Hommershausen. Die Ehrungen von Horst Ernst für 40-jährige sowie Ingo Arnold für 25-jährige aktive Vereinsmitgliedschaft waren neben den Jahresberichten der wichtigste Tagesordnungspunkt bei der Jahreshauptversammlung der Feuerwehr Hommershausen.

Als besonderes Dankeschön bekam Werner Ernst einen Präsentkorb überreicht für seine über 20-jährige Tätigkeit als Platzwart an der Grillstation. Er mäht den Rasen mit seinem eigenen Rasenmäher und erledigt auch sonst alle anfallenden kleineren Reparaturarbeiten.

Über die Aktivitäten der Einsatzabteilung berichtete Wehrführer Oliver Ernst. Die 16 Aktiven brauchten im vergangenen Jahr zu keinem Einsatz ausrücken. Es fanden zwölf Übungsstunden statt. Einen Truppführerlehrgang absolvierten Mathias Guth und Andrea Ernst, die zusätzlich noch den Funklehrgang besuchte. Marcel Ruhwedel nahm an einer speziellen Heißausbildung im so genannten „Fire Dragon“ teil, einem Brandschutzcontainer, in dem unter realistischen Bedingungen ein Innenangriff simuliert wird.

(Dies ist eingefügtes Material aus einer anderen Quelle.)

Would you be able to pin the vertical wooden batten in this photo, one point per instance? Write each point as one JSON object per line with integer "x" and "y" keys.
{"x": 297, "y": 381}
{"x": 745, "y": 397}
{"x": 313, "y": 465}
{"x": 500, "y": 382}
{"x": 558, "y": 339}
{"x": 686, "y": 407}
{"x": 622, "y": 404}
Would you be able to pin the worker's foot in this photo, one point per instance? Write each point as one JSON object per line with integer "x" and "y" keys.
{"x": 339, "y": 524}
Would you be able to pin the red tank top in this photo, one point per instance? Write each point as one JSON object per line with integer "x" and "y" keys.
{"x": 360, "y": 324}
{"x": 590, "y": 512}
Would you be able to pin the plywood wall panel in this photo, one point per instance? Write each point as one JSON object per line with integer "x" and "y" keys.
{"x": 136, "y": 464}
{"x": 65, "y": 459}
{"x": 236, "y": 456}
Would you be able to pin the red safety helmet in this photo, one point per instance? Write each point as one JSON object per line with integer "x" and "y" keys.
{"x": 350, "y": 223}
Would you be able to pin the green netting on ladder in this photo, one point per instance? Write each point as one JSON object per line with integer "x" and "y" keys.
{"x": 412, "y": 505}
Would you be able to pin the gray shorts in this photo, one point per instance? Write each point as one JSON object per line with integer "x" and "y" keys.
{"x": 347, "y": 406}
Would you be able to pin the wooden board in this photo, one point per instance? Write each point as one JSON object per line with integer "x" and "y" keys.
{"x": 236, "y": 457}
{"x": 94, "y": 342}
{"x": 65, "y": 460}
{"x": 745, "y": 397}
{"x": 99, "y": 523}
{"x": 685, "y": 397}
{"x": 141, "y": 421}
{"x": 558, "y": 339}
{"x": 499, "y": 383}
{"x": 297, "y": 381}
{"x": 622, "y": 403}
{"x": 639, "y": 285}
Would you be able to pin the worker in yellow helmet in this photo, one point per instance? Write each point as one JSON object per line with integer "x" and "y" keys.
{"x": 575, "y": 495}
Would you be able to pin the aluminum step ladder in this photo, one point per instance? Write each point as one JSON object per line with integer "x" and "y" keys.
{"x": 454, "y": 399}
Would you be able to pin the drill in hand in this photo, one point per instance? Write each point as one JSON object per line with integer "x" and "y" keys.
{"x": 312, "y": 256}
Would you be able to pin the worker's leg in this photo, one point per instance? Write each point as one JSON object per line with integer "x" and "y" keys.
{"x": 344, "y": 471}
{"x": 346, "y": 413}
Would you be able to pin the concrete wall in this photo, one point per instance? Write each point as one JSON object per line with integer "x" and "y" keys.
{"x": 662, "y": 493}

Befördert wurden bereits bei der städtischen Feuerwehr-Jahreshauptversammlung Natalie Werner, Andrea Ernst und Kerstin Arnold zu Oberfeuerwehrfrauen, Mathias Guth und Marcel Ruhwedel zu Oberfeuerwehrmännern.

In diesem Jahr sollen für die neuen Schutzhelme noch Helm- oder Knicklampen gekauft werden, was im vergangenen Jahr wegen der hohen Anschaffungskosten aufgeschoben worden waren.

Bürgermeister Rüdiger Heß bedankte sich für die geleistete Arbeit. Er verwies auf die schwieriger werdenden Arbeiten der Feuerwehren, besonders bei Einsätzen mit Fotovoltaikanlagen und dicken Dämmstoffen der Häuser. Es sei wichtig, dass die Stadtteilwehren erhalten bleiben, um vor Ort den ersten Angriff starten zu können, sagte Heß.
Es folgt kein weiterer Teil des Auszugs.